L’histoire du costume de Wahran commence réellement sous le règne des Almohades. Favorable à la croissance des villes portuaires grâce à l’essor rapide du commerce maritime, cette période assiste à l’irruption des étoffes soyeuses et des fins lainages produits par les manufactures des royaumes musulmans d’Andalousie sur les marchés de la ville. Ainsi, dès le XIIe siècle, la proximité d’Alméria, le premier centre textile de Méditerranée occidentale, conduit les femmes appartenant aux familles qui gèrent l’économie locale à afficher des vêtements coupés dans des tissus luxueux. Elles superposent des chemises à manches évasées et des tuniques en soie analogues à celles des citadines andalouses. Le costume oranais médiéval s’apparente ainsi à celui des centres urbains espagnols les plus proches, bien que l’appartenance à une même entité politique et économique ne signifie pas l’uniformisation du paysage vestimentaire des provinces occidentales du royaume almohade. Les coiffes brodées, les foulards soyeux, les voilettes transparentes, les couronnes ajourées, les bijoux filigranés et émaillés de la noble andalouse ne figurent pas encore dans la garde-robe oranaise. Pourtant, vers le XIIIe siècle, Wahran devient le port principal du royaume de Tlemcen. Elle s’impose dans la vie commerciale du bassin occidental de la Méditerranée et signe des traités commerciaux avec Venise et Gênes.
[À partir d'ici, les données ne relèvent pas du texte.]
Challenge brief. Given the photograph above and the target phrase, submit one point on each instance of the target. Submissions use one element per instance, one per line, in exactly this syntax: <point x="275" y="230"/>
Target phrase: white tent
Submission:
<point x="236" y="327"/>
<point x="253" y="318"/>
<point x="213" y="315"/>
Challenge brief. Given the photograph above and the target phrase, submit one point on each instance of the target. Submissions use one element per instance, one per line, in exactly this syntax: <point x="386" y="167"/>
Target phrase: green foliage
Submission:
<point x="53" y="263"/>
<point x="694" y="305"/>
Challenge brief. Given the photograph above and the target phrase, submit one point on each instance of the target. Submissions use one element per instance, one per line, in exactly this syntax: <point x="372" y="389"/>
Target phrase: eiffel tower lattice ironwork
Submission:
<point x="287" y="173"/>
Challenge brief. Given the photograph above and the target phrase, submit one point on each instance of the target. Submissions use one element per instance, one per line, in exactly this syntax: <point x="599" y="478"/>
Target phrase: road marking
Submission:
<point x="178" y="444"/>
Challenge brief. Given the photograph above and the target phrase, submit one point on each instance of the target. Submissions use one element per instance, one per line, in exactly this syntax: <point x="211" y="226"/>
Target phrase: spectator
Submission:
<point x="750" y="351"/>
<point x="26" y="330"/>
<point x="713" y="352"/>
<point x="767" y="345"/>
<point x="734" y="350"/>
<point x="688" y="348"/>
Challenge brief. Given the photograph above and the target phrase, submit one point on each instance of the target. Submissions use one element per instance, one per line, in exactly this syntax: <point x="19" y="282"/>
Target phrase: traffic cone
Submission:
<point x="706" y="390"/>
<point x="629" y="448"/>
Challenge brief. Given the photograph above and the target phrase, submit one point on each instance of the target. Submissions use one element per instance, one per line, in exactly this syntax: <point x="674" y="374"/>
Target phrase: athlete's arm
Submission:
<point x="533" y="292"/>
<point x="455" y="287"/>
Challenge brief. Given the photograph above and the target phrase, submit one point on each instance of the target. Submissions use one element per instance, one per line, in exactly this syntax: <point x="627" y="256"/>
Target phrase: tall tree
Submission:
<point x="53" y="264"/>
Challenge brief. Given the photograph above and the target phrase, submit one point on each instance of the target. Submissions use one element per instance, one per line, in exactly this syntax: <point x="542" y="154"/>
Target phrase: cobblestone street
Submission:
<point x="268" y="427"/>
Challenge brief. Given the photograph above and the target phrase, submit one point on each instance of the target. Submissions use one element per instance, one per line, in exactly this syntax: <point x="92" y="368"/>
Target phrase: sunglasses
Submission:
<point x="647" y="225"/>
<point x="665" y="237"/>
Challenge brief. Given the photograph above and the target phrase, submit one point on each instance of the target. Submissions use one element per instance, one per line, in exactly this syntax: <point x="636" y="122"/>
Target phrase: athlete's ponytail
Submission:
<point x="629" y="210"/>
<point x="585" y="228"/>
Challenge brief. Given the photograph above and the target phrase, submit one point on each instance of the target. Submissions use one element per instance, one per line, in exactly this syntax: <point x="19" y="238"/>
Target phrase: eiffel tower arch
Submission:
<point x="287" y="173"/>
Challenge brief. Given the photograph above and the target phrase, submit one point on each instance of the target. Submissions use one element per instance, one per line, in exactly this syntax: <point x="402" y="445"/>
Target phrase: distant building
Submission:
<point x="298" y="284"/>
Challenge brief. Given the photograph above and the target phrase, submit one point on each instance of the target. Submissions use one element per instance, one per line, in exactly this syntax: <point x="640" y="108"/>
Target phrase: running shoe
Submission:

Après le démantèlement de l’Empire almohade, malgré la pression exercée par les Hafsides de Tunis et surtout par les Mérinides de Fès qui parviennent à plusieurs reprises à assiéger et à conquérir ce port désormais stratégique, le style de vie de l’élite, comme son costume, poursuit sa lente ascension vers les modèles tlemcénien et andalou.
Bien que gouvernée par les rois zianides, Wahran se développe, mais elle ne devient pas, à l’instar de Nédroma, la rivale de Tlemcen sur le plan culturel. Sa bourgeoisie porte des costumes sobres qui s’alignent sur ceux de la cour zianide, sans chercher à en surpasser le faste. C’est entre le XIVe et le XVe siècle qu’une véritable « culture du costume » finit par s’enraciner dans la ville. L’épanouissement de l‘artisanat de luxe local, après l’arrivée de nombreuses familles juives majorquines, encourage le renouveau des modes vestimentaires. Malheureusement, cette lancée s’interrompt brusquement lorsque les troupes espagnoles s’emparent de Wahran en 1509. Vidée de son élite et arrachée au royaume de Tlemcen, elle se mue en forteresse militaire. Une situation nouvelle qui bouleverse l’histoire du costume oranais puisqu’elle dure deux siècles. Le costume féminin s’appauvrit et se fige dans le temps. La Reconquista dévie inexorablement sa destinée. À l inverse des siècles précédents, la proximité des côtes ibériques s’avère, pour la première fois, défavorable à l’évolution des modes locales. Ces dernières semblent imperméables à l’influence du costume, sans doute trop austère, des Espagnoles catholiques qui s’installent à Oran : les corsages étriqués qui écrasent la poitrine et les jupes coniques soutenues par des cerceaux rigides sont ignorés tant par les Musulmanes que par les Juives.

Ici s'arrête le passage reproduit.